Hashirama had the gall to sulk and Madara tugged at his own hair in frustration. A bunch of senile old men had every intention of denying the clans peace, and Madara couldn't understand why Hashirama bent to their wills at such a crucial stage. Beside Hashirama, Tobirama massaged his temples, staving off the beginnings of a terrible headache. Madara had thought that his own clan would stall the plans, but the elders had yet to present complaints to him. He admitted their silence might have something to do with the fact that he'd successfully avoided them for the last several days.

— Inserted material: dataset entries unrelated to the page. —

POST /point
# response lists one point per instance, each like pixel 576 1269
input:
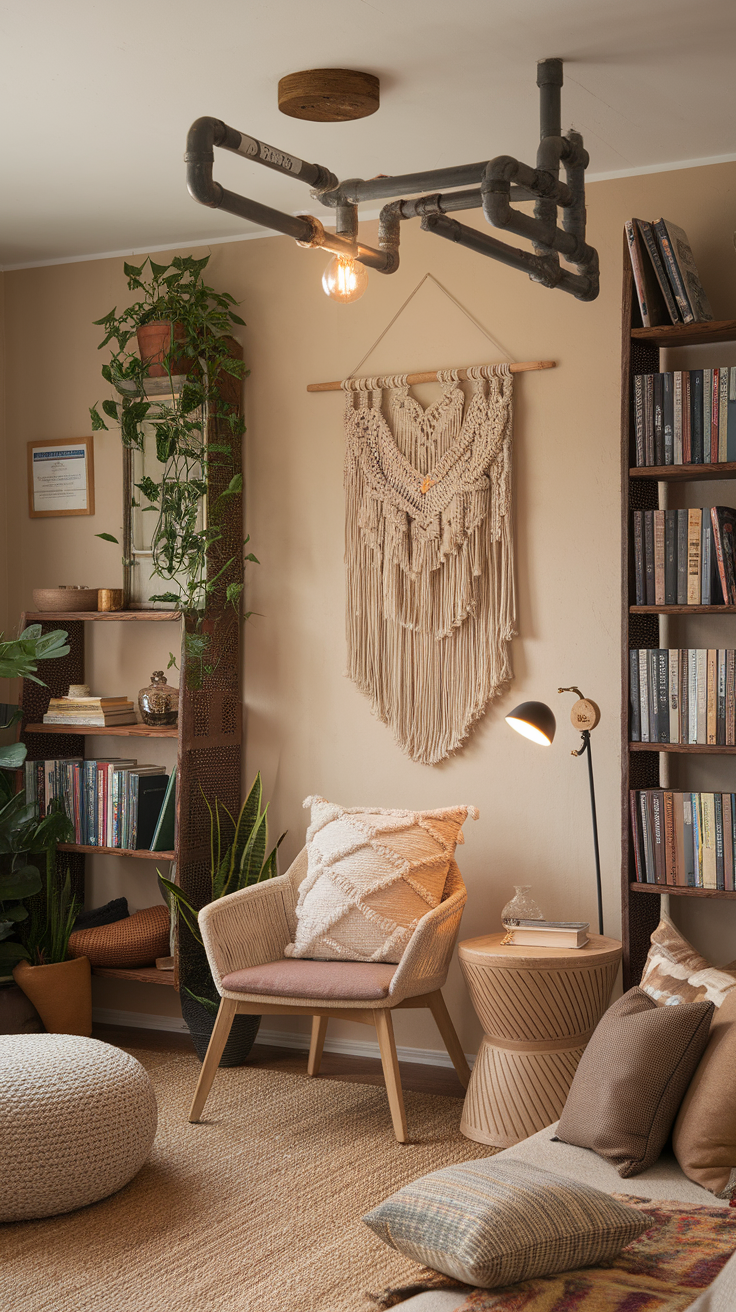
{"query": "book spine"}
pixel 697 415
pixel 650 556
pixel 694 532
pixel 634 697
pixel 671 558
pixel 674 696
pixel 668 417
pixel 639 420
pixel 639 581
pixel 681 558
pixel 686 441
pixel 659 558
pixel 643 696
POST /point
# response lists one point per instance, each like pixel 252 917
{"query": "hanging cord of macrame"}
pixel 455 302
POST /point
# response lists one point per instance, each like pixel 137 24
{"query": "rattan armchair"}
pixel 244 938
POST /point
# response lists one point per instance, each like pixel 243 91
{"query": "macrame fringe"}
pixel 430 605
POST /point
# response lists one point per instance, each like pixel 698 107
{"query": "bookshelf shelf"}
pixel 677 891
pixel 685 472
pixel 693 748
pixel 138 975
pixel 108 730
pixel 141 853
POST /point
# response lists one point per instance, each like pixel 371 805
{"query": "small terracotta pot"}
pixel 61 993
pixel 154 343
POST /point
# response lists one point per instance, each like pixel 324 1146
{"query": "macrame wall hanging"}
pixel 430 605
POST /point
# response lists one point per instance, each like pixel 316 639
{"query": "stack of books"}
pixel 546 933
pixel 110 802
pixel 89 710
pixel 685 558
pixel 682 696
pixel 685 417
pixel 665 276
pixel 684 839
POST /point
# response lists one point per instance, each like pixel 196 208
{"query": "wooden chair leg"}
pixel 385 1030
pixel 213 1056
pixel 319 1030
pixel 441 1014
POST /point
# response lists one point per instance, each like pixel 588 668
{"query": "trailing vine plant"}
pixel 200 348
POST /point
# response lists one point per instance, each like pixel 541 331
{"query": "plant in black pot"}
pixel 238 858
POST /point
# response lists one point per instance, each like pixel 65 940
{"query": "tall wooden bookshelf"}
pixel 646 626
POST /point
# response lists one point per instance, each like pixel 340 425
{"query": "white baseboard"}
pixel 277 1038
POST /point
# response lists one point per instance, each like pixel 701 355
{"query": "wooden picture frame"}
pixel 63 487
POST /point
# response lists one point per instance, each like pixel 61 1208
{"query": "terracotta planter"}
pixel 61 993
pixel 154 343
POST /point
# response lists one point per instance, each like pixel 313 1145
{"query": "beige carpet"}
pixel 255 1210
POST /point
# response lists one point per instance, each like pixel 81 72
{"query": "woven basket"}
pixel 134 941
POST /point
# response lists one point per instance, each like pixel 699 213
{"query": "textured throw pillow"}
pixel 633 1077
pixel 674 972
pixel 496 1223
pixel 705 1131
pixel 371 875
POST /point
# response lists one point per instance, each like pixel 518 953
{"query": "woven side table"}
pixel 538 1008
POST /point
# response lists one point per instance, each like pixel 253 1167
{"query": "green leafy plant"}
pixel 200 322
pixel 238 858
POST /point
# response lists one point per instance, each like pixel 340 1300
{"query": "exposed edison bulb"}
pixel 344 280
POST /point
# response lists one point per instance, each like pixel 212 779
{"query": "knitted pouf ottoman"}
pixel 78 1121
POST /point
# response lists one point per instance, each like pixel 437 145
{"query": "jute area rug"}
pixel 257 1209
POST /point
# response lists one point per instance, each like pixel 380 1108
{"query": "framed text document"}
pixel 61 478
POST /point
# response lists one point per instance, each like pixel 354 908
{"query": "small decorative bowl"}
pixel 64 598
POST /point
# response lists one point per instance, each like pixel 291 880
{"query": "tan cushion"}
pixel 495 1224
pixel 633 1077
pixel 705 1131
pixel 365 982
pixel 676 972
pixel 371 877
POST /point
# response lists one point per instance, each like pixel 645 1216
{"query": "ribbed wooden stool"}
pixel 538 1008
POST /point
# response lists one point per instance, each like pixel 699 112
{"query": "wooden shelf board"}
pixel 680 892
pixel 109 730
pixel 141 853
pixel 139 974
pixel 686 335
pixel 694 748
pixel 682 610
pixel 40 617
pixel 685 472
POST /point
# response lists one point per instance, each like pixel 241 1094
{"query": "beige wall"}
pixel 307 727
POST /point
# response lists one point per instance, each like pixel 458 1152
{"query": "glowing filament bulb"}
pixel 344 280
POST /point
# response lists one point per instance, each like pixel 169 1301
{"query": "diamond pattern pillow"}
pixel 371 877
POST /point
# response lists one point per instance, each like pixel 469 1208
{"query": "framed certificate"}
pixel 61 478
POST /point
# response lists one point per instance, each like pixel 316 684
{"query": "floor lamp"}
pixel 537 722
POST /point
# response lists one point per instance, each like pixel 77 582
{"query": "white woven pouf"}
pixel 78 1119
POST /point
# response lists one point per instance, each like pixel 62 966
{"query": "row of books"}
pixel 684 839
pixel 682 696
pixel 89 710
pixel 685 417
pixel 685 558
pixel 110 802
pixel 665 276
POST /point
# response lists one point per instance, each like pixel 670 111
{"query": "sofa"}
pixel 664 1180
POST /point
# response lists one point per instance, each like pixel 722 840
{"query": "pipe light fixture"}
pixel 488 185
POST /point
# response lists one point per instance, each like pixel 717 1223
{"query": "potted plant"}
pixel 238 858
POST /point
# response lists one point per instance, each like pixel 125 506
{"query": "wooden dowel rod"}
pixel 430 375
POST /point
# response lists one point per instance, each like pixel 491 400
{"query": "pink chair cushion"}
pixel 358 982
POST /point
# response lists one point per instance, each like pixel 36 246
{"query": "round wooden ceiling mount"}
pixel 328 95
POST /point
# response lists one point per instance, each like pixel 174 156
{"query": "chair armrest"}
pixel 248 928
pixel 429 951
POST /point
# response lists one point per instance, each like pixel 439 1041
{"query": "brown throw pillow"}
pixel 676 972
pixel 633 1077
pixel 705 1131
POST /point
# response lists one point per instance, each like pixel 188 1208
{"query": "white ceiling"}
pixel 97 97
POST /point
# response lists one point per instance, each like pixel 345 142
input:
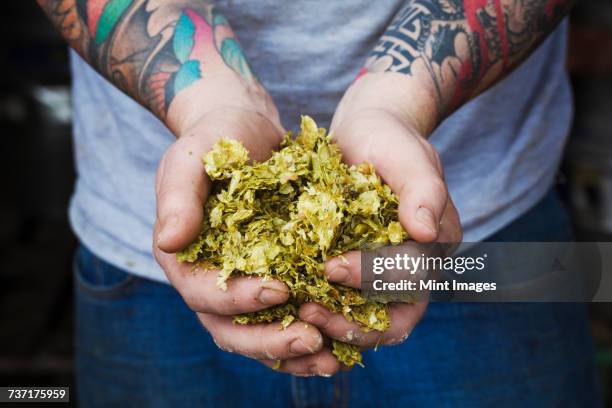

If he happened to ignore their summons and disappear for long walks in the forest, he was allowed the peace and quiet. Madara took three papers from Hashirama, looking over notes in the margin. The man had slacked off during calligraphy lessons, as evidenced by the clumsy, crooked writing. Madara glanced up at Hashirama, at the shaky smile on the man's face, then he returned to reading. The harsh words held on the tip of his tongue dissolved. Butsuma didn't seem like the type to give a damn about such things. The man had seemed almost barbaric. And Hashirama had still loved him. The man was undeserving.
"They want reparations? Unbelievable. What about the people we've lost, the missions we've lost, the lands you've destroyed? Reparations," Madara scowled, shoving the unrolled scroll at Hashirama. The man sighed and looked over the writing again, as if he didn't know the words by heart. "Get rid of them. Overrule them," Madara suggested. Hashirama opened his mouth to disagree, to explain it wasn't possible, but Tobirama took the initiative.
"It's not that simple. Our people trust the elders. They're elected representatives and have been for three years now. It was one of the things we changed after our father fell," Tobirama answered, taking the scroll to roll it up again. Madara considered burning the scroll, returning the ashes with the two brothers, but he settled on an unhappy grunt. "I'm going to continue selling an exchange of goods and land for medical assistance. We aren't yet allies, but we don't want children dying of something we can treat or cure."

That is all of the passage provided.